Jurors’ use of social media during trial is a hot-button issue. Courts across the country have implemented (formally and informally), new jury instructions designed to address the issue. Lawyers and judges hope these instructions will avoid mistrials and appeals by acting as a deterrent to jurors who would otherwise search the Internet for information about the parties, the lawyers, or the substantive testimony being presented. Links to many of these jury instructions can be found in the Social Media Research Repository, through the link at the top of this page.
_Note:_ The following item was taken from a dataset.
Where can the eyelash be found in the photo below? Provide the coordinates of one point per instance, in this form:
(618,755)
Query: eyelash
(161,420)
The real question these days is whether courts need to formalize such instructions or whether an ad hoc approach will suffice. The Ohio State Bar Association comes down on the side of the former. The State’s Jury Instructions Committee has approved a new jury instruction concerning electronic communications “and other improper influences in civil and criminal trials.” According to the May 26, 2010, announcement:
The new instruction admonishes jurors not to obtain any information from outside sources including the Internet, reference books, newspapers, magazines, television, radio, a computer, a Blackberry, iPhone, smart phone, and any other electronic device, and further admonishes jurors not to send or receive e-mails, use Twitter, text messages or similar updates, blogs and chat rooms, Facebook, MySpace, LinkedIn, and other social media sites of any kind to obtain information regarding the trial.
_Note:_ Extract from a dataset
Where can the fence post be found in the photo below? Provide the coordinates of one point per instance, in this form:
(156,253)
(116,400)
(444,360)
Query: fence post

The instructions go beyond social media, even addressing the influence of the modern-day crime dramas. Part 3 of the Instructions says:
This would apply to popular TV shows such as Law and Order, Boston Legal, Judge Judy, older shows like L.A. Law, Perry Mason, or Matlock, and any
other fictional show dealing with the legal system. In addition, this would apply to shows such as CSI and NCIS, which present the use of scientific procedures to resolve criminal investigations. These and other similar
shows may leave you with an improper preconceived idea about the legal system.
In light of the continuing nature of the problem of “jurors and technology,” I would not be surprised to see more states adopt jury instructions modeled after the new Ohio instruction.